The Napthine Government could boost its tenuous grip on power and regain the confidence of the Victorian public if it kept its 2010 election promises on transport – but time is running out, the Public Transport Users Association said today.
“Premier Napthine risks not winning a second term of government, whether an election is called now or in November,” said PTUA President Tony Morton. “But this is a situation of the government’s own making. It was the Premier and the government’s decision to trash its 2010 promises on public transport, the ones that won Victoria for the Coalition for the first time since 1996, and sink all its money into a foolish East West road project with a return of 80 cents in the dollar.”
“Were it not conscripting the public treasury to this $18 billion traffic factory, the Napthine Government could afford to go ahead with what it promised in 2010. It could build the lines to Doncaster and Rowville, assisted by Metro’s high-capacity signalling initiatives, build a proper station at Southland, and restore country rail links between Geelong, Ballarat and Bendigo.”
“Not only that, it could also satisfy public demands for rail extensions to Mernda and Clyde (Cranbourne East), and give PTV the support it needs to fix up bus services throughout Melbourne’s suburbs.”

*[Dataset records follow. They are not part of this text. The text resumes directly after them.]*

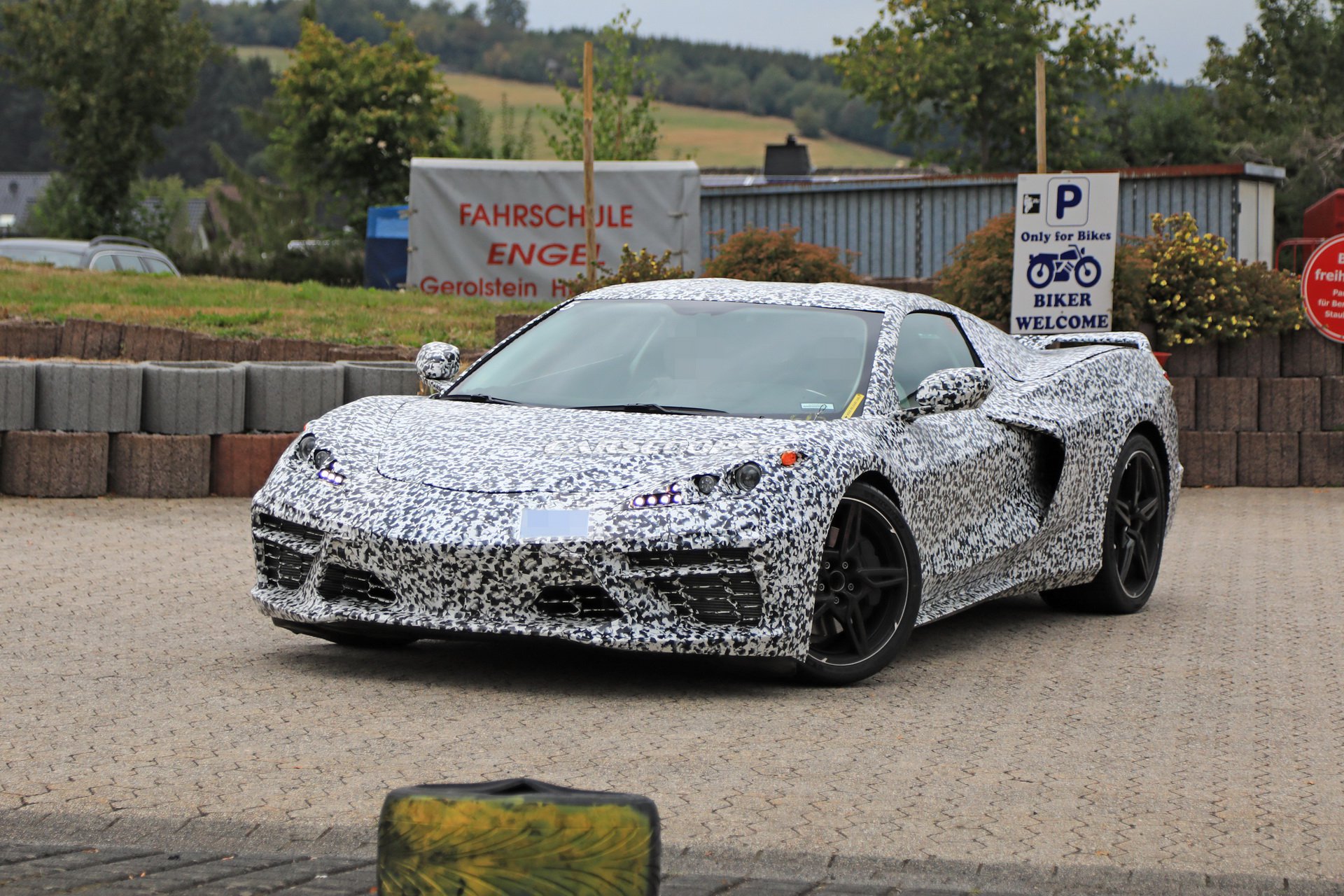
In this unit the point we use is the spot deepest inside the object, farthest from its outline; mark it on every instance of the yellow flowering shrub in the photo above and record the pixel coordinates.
(1198, 295)
(1176, 281)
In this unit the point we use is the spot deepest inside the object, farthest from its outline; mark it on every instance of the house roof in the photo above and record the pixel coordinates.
(19, 191)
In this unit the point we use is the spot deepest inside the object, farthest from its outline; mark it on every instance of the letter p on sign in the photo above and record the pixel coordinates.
(1068, 202)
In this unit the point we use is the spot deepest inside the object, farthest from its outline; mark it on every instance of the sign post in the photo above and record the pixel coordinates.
(589, 203)
(1323, 289)
(1065, 253)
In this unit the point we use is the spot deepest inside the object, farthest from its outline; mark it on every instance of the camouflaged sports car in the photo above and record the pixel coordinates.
(726, 468)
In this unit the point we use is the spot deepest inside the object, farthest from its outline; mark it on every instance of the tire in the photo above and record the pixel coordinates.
(869, 567)
(1041, 274)
(1130, 554)
(1088, 272)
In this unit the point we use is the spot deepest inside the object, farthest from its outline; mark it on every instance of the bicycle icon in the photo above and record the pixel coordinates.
(1053, 267)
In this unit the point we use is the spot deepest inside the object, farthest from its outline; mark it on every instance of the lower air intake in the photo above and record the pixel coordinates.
(577, 602)
(714, 598)
(344, 584)
(281, 567)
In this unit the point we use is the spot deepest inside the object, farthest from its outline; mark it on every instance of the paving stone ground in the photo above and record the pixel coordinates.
(1198, 742)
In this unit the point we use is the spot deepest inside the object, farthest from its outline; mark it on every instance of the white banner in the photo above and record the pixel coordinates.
(515, 229)
(1065, 253)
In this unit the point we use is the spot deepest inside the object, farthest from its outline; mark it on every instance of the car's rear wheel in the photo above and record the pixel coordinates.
(1132, 548)
(869, 590)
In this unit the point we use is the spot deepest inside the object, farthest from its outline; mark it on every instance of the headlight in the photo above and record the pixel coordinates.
(746, 477)
(328, 468)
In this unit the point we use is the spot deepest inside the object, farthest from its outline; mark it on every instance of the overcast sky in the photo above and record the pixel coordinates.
(1177, 29)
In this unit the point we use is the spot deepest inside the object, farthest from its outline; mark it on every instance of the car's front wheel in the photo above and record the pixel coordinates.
(869, 590)
(1132, 543)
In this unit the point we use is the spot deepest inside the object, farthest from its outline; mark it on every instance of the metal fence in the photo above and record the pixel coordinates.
(907, 226)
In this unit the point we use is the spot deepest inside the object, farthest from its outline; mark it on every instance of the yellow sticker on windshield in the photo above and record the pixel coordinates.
(854, 406)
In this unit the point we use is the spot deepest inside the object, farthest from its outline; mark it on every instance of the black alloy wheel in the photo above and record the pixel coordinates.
(1132, 548)
(867, 594)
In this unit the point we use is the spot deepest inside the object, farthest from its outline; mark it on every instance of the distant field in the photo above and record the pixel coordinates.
(713, 137)
(252, 309)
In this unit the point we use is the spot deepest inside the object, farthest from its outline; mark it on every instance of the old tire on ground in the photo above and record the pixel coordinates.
(1132, 540)
(144, 465)
(54, 465)
(869, 590)
(286, 396)
(192, 398)
(379, 378)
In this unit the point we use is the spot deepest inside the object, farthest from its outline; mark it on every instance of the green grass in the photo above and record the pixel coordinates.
(252, 309)
(713, 137)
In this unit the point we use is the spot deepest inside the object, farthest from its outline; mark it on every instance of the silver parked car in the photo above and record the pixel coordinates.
(100, 253)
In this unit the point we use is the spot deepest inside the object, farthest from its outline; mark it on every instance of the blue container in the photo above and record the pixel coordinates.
(386, 241)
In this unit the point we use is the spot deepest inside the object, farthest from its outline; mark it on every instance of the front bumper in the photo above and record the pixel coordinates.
(672, 580)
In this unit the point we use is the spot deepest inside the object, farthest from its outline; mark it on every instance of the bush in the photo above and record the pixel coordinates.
(1177, 282)
(340, 264)
(777, 257)
(635, 267)
(1196, 295)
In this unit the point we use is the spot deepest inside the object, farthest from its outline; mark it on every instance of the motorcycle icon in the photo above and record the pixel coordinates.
(1050, 267)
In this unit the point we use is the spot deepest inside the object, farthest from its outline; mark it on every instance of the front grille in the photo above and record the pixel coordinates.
(296, 530)
(695, 556)
(280, 566)
(577, 602)
(354, 586)
(714, 598)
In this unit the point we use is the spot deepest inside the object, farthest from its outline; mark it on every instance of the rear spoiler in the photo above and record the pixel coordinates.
(1078, 340)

Dr Morton said the government had one last chance to redeem itself on public transport and rebuild its electoral chances. “But the government also knows that if it remains committed to the East West Link, it can’t afford to keep any of those promises. Even its freshly minted Melbourne Rail Link project won’t get any serious money until 2018, because the East West Link is soaking up all the funds. Indeed, there’s a very real risk that the Melbourne Rail Link and airport line won’t go ahead at all, because the bulk of the funds aren’t even committed.”

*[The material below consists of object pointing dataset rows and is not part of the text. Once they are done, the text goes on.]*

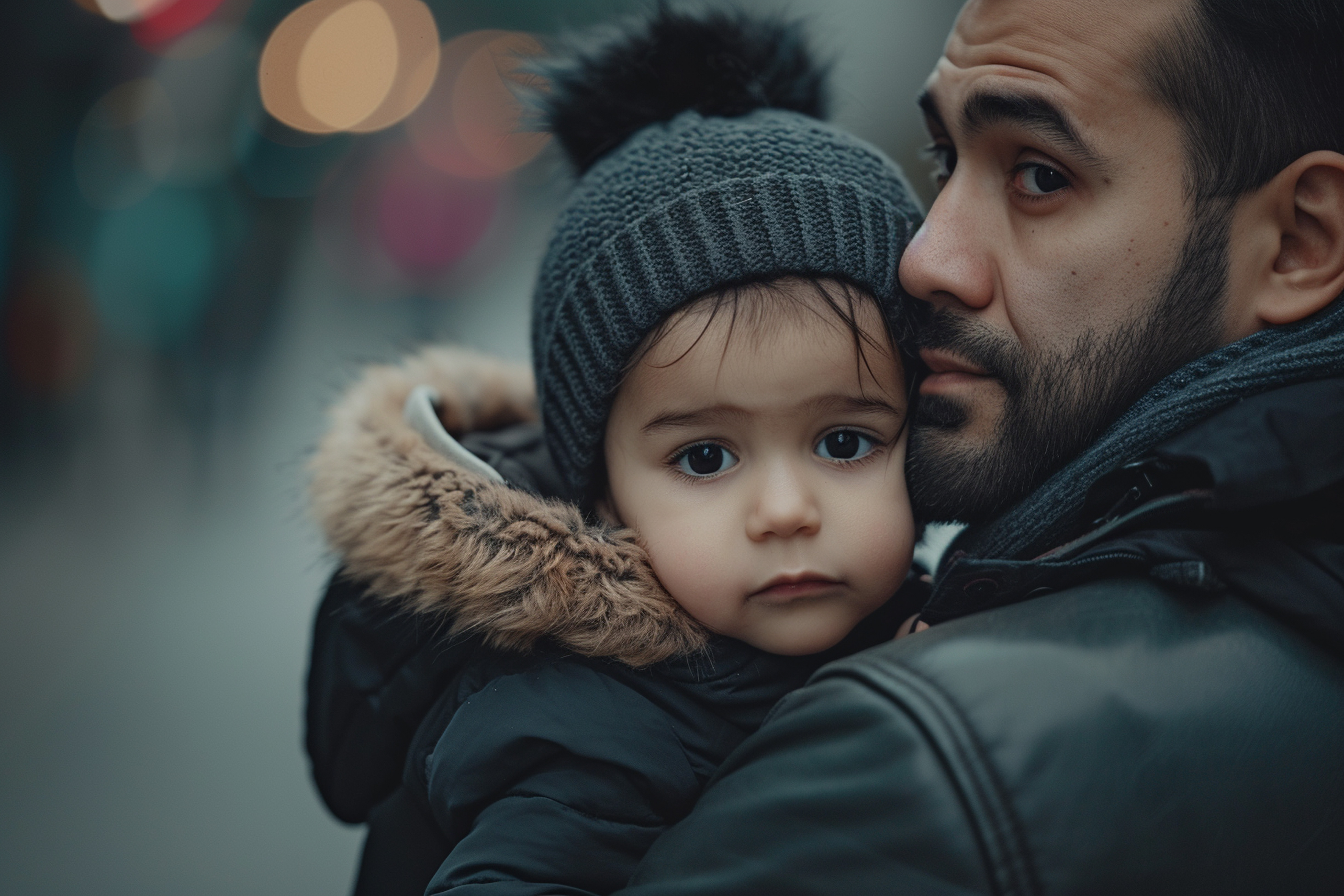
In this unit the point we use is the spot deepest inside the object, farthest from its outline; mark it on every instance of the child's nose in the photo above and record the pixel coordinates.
(785, 504)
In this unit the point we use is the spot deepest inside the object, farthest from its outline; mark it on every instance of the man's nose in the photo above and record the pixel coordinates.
(948, 260)
(785, 504)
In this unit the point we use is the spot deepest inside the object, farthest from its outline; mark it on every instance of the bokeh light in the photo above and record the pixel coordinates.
(171, 21)
(125, 144)
(130, 11)
(50, 334)
(152, 267)
(349, 65)
(427, 220)
(470, 124)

“The government must do the honourable thing and give the Victorian people a say in how $18 billion is best used to reshape their capital city,” said Dr Morton. “The East West Link must go to an election. It is already flying in the face of due process to attempt to sign contracts before November, but if the Premier is still set on doing so, then on his honour, there are constitutional means available to put this to the Victorian people at an election first. Victorians must be granted the choice that has been denied to them since 2010 when they thought they were voting for public transport.”